On the Record: Abstract ideas versus concrete experience on marriage

Recently, Pope Francis concluded a two-year synod, a gathering of bishops, on the topic of contemporary family life. The stand-your-ground conservatives contended with the charge-ahead liberals.

Those who upheld the abstract essence of marriage and those who wanted to change it occasionally hurled accusations at one another, including the charge of heresy. At the end, under Pope Francis’s nudging, both sides lost, but without losing face.

Instead, the pastoral approach won. Pastors and the people in their parishes got a yellow light: proceed, but with caution. A pastoral approach starts with the messy lives of people before imposing abstract ideas. Let me explain through two scenarios.

Jack and Judy get married. They vow to give themselves totally, without reserve, in everything they do, for the rest of their lives. They are open to have as many children as God will give them. They will be happy and fulfilled by their love for one another, for their families, friends, church, all other people, and above all God. This beautiful picture is Pope John Paul II’s abstract idea of marriage.

Mike and Mary have been living together for sometime. Mary gets pregnant, and they decide to get married for the sake of their child. Nominal Catholics, they persuade a priest to marry them. In the year after the wedding, life goes from good to bad to worse. They divorce. Mary meets Bob, falls in love, and the two get married in a secular ceremony. Mary and Bob have many more ups than downs in their marriage, and they find weekly church really helps them. That is the pointilist picture Pope Francis has when he thinks of marriage.

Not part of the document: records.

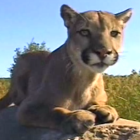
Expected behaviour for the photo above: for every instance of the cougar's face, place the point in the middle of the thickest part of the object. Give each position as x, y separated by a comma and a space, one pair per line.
95, 37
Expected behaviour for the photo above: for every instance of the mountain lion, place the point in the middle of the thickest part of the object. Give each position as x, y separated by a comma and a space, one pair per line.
64, 89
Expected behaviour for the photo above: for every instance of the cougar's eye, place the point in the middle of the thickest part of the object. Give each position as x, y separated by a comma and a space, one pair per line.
84, 32
114, 33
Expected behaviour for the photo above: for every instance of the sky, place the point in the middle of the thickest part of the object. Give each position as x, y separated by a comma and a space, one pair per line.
22, 20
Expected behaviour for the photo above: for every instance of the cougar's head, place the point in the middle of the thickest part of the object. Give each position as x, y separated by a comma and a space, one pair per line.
95, 37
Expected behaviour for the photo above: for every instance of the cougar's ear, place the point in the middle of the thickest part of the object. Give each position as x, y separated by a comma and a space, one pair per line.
124, 16
68, 15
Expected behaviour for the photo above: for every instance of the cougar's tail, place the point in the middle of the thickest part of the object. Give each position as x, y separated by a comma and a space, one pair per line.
5, 101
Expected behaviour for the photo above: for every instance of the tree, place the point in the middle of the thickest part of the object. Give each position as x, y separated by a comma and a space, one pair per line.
31, 47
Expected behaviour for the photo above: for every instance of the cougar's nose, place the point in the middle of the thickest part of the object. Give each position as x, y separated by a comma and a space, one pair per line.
102, 53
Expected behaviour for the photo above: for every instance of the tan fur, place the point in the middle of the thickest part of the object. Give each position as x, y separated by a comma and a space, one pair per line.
65, 90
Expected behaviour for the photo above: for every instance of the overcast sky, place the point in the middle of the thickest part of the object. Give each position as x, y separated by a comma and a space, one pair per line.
22, 20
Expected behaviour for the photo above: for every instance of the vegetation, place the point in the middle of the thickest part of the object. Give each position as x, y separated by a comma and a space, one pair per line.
123, 91
31, 47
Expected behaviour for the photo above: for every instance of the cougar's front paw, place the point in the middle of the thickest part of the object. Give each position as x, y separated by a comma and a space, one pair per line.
104, 113
79, 122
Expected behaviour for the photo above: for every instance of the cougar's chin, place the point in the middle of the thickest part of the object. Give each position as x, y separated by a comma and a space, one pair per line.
98, 67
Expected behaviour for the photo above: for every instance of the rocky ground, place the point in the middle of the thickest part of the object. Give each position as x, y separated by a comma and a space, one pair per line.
11, 130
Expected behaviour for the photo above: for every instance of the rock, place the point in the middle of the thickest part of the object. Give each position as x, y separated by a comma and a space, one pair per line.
10, 129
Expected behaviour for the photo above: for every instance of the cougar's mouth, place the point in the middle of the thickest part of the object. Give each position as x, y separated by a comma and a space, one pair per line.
99, 64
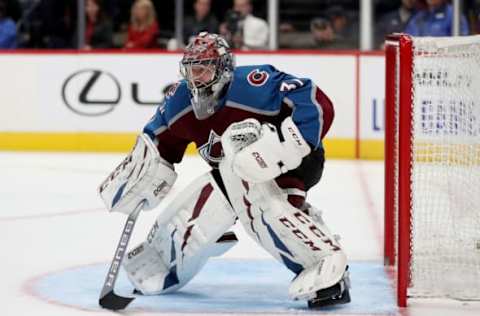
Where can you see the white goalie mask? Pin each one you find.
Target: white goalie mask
(207, 66)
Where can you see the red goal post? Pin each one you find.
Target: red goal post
(432, 166)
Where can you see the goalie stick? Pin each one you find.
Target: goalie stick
(108, 299)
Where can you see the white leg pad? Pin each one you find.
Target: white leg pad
(302, 242)
(326, 273)
(187, 232)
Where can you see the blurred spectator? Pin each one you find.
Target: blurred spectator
(344, 26)
(8, 30)
(324, 36)
(202, 21)
(435, 20)
(58, 23)
(393, 22)
(143, 27)
(14, 9)
(242, 29)
(98, 27)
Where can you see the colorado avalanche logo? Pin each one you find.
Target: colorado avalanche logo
(257, 78)
(211, 151)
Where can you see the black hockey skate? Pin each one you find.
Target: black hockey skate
(336, 294)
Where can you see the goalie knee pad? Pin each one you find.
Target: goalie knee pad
(297, 238)
(187, 232)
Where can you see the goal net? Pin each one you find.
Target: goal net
(432, 166)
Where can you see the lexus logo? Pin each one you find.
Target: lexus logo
(91, 92)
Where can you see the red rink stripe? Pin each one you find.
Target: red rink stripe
(328, 111)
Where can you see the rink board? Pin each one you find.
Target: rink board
(229, 286)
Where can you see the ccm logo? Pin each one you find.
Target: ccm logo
(295, 137)
(159, 188)
(304, 221)
(135, 252)
(259, 160)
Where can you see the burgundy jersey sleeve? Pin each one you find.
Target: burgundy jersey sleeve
(170, 146)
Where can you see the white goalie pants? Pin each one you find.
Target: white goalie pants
(195, 227)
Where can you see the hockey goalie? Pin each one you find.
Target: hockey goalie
(261, 131)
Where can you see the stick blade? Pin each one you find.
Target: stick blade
(114, 302)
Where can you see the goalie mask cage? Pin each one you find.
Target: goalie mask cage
(432, 166)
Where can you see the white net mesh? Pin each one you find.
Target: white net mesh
(446, 168)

For John Paul II, anything less than perfect is sinful. Any reservation in total self-giving in sexual activity means that there is absolutely no love involved.

For Francis, everything we do is less than perfect, and that is why God’s mercy is so important. He follows Jesus who said that the perfect did not need him. Rather, Jesus came to open God’s arms to the imperfect.

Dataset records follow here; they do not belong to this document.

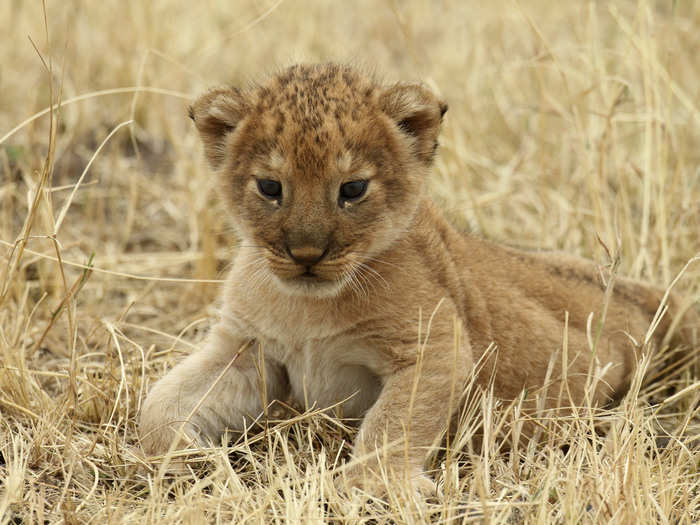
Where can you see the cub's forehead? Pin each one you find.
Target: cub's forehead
(317, 91)
(314, 116)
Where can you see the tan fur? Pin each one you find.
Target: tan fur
(400, 307)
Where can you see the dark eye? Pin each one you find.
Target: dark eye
(353, 190)
(270, 188)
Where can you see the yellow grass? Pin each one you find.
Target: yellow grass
(568, 121)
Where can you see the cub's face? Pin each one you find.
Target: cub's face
(322, 168)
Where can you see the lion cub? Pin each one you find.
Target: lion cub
(350, 285)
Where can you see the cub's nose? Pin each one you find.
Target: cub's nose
(306, 255)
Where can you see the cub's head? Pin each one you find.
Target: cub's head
(322, 169)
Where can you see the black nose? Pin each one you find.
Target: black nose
(306, 255)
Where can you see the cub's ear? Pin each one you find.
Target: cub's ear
(216, 113)
(418, 113)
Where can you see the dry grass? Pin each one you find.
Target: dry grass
(567, 121)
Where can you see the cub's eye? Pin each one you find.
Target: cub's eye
(351, 191)
(270, 188)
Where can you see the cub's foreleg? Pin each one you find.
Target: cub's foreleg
(411, 413)
(214, 389)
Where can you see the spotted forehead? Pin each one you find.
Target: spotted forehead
(311, 111)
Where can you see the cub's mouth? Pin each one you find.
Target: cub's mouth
(316, 280)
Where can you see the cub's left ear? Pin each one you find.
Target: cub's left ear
(418, 113)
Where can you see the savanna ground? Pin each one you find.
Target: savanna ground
(569, 122)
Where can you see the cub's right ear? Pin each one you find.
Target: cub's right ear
(216, 113)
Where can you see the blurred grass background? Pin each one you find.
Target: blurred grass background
(568, 121)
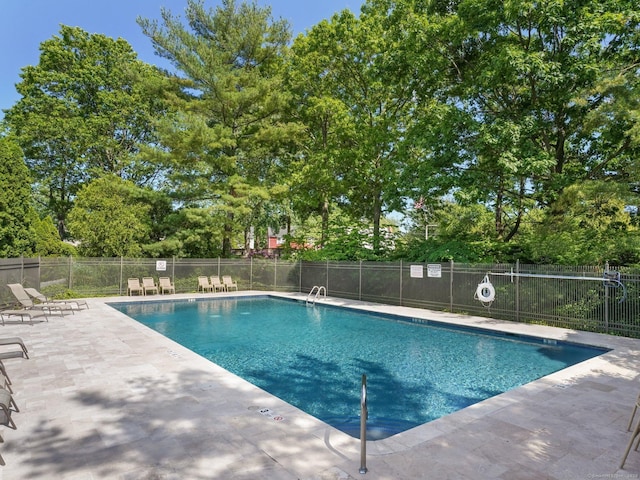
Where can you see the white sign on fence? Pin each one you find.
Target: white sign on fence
(434, 270)
(417, 271)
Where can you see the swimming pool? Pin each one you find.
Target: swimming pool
(313, 357)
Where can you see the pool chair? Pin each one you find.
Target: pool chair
(204, 285)
(7, 404)
(22, 313)
(165, 285)
(149, 285)
(14, 341)
(634, 435)
(228, 283)
(35, 294)
(134, 286)
(217, 284)
(25, 300)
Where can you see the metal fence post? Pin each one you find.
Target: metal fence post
(517, 290)
(606, 298)
(121, 278)
(360, 280)
(401, 282)
(451, 286)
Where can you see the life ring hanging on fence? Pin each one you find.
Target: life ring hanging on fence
(485, 291)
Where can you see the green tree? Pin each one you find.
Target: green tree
(227, 143)
(588, 224)
(512, 121)
(109, 220)
(17, 233)
(85, 110)
(356, 110)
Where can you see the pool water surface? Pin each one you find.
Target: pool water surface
(313, 357)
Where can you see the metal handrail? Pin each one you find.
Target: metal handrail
(318, 289)
(364, 413)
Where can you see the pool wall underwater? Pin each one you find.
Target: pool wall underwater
(401, 397)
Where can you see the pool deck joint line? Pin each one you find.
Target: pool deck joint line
(103, 396)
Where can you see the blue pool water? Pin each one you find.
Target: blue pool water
(314, 357)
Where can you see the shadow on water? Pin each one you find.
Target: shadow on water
(331, 392)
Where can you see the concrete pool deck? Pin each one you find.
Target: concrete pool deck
(103, 396)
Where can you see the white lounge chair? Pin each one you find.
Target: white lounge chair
(228, 283)
(33, 293)
(134, 286)
(204, 285)
(217, 284)
(25, 300)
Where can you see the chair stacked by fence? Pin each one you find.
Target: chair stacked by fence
(229, 283)
(36, 295)
(204, 285)
(7, 402)
(217, 285)
(27, 303)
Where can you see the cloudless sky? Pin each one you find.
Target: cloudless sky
(24, 24)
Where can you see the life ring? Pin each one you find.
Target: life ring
(485, 291)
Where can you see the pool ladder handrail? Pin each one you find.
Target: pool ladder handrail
(317, 289)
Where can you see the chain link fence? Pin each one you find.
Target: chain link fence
(589, 298)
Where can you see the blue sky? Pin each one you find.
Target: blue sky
(24, 24)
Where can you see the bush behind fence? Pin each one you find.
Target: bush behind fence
(571, 297)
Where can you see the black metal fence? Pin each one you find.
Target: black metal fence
(599, 299)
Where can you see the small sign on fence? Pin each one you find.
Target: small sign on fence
(417, 271)
(434, 270)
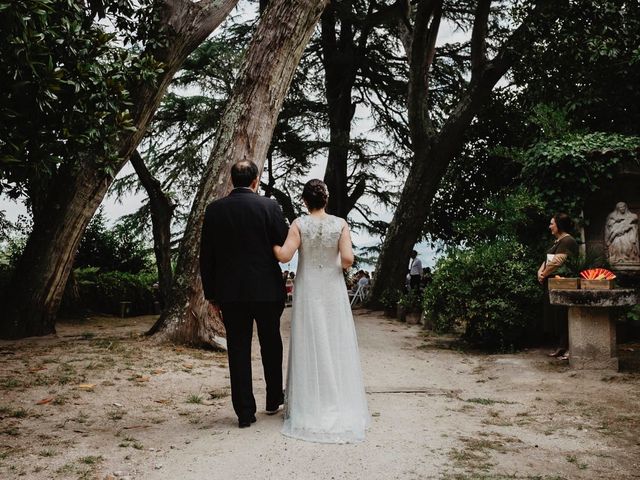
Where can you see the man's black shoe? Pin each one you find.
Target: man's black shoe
(273, 409)
(246, 423)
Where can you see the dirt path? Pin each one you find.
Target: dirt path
(116, 407)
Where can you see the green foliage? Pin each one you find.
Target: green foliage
(111, 249)
(489, 291)
(390, 298)
(513, 216)
(95, 291)
(66, 79)
(566, 170)
(411, 300)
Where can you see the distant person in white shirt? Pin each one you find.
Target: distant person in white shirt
(364, 280)
(415, 271)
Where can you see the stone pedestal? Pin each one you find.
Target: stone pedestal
(592, 330)
(592, 339)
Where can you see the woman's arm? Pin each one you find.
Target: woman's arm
(553, 264)
(345, 247)
(285, 252)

For John Paul, the message is that abstract truth comes before love, so “Get your life in order, and then come join us for communion.” He is right that people need to know what marriage is before they can intelligently make their marriage vows.

For Francis, the pastoral message is that love often comes before abstract truth, so, “Come join us, and we’ll figure out some sort of path to marital sainthood.”

It has often been said that the best is the enemy of the good. The abstract concept of marriage can be the enemy of actual marriages.

In John Paul II’s abstract view, Mary and Bob are not married, even though their experience is that they are really married. In the abstract, they are adulterers, and so spiritual food must be indigestible. In their experience, they, like the rest of us, have “good enough” lives. They need to be fed, not denied, spiritual bread.

The final document of the synod of bishops does not take the abstract approach of John Paul. Francis moved the synod to say, in effect, about this or that divorced and remarried couple, “Who am I to judge?” As a result, the synod decreed simply that it is up to the people who live in this messy world to sincerely figure out what will foster their holiness.